The next Aggy was for Excellence In Agribusiness Education. Did they give it to the clearly deserving Bill Molport? Of course not! Instead, they gave it to Gene Schuba! I tell you, they may as well have randomly handed out Aggys to whoever asked for one. Why not say to hell with everything and give one to Buck Logan for that disastrous attempt to grow niche-market vegetables for export to foreign markets?

To make matters worse, they replaced the Aggys' usual host, the delightful Reba Wilkins of the popular TV show Agriculture A.M., with Roy Gramby, the annoying, nasal-voiced editor of Seed World magazine. You should've seen the gaudy silver buckles on the overalls he was wearing! And his opening comedy bit about overfertilization went over about as big as Ike Elson's '98 corn crop.

Then, after making us sit through an endless string of boring, piddly awards like Best Assistance In Irrigation and Outstanding Achievement In Feed & Grain Quality Control, came the last straw.
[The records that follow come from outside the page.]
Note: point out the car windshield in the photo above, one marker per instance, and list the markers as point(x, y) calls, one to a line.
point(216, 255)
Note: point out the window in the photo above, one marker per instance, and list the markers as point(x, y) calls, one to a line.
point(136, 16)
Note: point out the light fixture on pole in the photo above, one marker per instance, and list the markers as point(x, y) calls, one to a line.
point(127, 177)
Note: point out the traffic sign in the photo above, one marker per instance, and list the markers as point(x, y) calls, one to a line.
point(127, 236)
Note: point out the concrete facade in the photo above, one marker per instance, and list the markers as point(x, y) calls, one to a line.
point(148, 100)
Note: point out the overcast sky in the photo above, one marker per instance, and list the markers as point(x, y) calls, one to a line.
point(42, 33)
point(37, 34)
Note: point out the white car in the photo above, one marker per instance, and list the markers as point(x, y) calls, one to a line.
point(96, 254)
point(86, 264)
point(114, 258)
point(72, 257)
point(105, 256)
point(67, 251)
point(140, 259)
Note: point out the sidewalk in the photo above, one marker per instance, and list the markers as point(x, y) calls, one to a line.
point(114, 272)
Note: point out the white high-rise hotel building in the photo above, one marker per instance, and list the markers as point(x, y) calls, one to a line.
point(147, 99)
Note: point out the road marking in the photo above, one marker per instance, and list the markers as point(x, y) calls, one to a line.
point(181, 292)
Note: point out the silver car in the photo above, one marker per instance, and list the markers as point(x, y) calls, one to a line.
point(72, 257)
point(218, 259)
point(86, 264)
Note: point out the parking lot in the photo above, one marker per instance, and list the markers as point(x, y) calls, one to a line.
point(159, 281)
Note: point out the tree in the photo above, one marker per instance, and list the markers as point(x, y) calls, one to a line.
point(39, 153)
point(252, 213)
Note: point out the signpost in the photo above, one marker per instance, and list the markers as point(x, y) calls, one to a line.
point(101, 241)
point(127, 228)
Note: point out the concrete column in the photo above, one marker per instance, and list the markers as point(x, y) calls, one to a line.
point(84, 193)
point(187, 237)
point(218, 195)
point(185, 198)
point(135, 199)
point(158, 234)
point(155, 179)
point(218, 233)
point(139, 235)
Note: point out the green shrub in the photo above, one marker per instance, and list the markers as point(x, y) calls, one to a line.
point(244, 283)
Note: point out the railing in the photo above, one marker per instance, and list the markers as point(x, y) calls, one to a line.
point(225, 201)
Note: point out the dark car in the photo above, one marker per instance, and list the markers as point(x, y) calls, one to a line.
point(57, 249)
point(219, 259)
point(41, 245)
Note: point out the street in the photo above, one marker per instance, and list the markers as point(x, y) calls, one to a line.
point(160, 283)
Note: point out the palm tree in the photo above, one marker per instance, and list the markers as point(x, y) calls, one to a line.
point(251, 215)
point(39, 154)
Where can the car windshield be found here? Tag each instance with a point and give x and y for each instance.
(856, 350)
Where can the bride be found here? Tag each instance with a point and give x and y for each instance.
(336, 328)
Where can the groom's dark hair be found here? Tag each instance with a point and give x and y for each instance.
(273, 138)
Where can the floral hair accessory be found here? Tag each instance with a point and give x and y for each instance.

You see, this year, we had a little pool going among the 4H advisors as to who'd go home with The Big One: the prized Aggy for Best Private-Sector Genetic Research. I was sure it was going to be James Citarella for his work on insecticide-resistant crop strains. Citarella is the master and always has been. He set the standard for winter-wheat varieties but has been unfairly overlooked by the judges three years in a row.

There was the dark horse, Ellen Reichert, and her enhanced-property soybean. I'd call it an interesting little independent project, but far from Aggy material. Our loud-mouth 4H group leader, Jesse Walker, bet six jars of elderberry preserves that the award would go to that jerk Ed Pfloeg, who was nominated for his lucrative marketing of soybean nutraceuticals.

And who do you think won? Fucking Pfloeg! What a joke! Sure, his project brought in big bucks, but is that what the Aggy Awards are supposed to be about? Pfloeg has only been working in the field for five years, while Citarella has had a lifetime of agribusiness achievement behind him!

I remember when the Aggys used to be about the farming. Who can forget that moment in 1981 when Warren Messerschmidt raised his Farm Management Aggy above his head and shouted, "This is for all of you who ride the threshers every day!" Now it's all just a big, glossy show to hype whatever is the hot new ag-biz ticket.

It's a goddamn travesty, I tell you. In 20 years, when people look back at the '99 Aggy winners, what will they think? Will anyone even remember who Lyle Murcheson is? No, but that no-talent hack's name will be listed in the Tri-County Farmers Almanac under Best Agribusiness Distribution. Christ, what a crock of shit. I swear, next year, I'm not watching.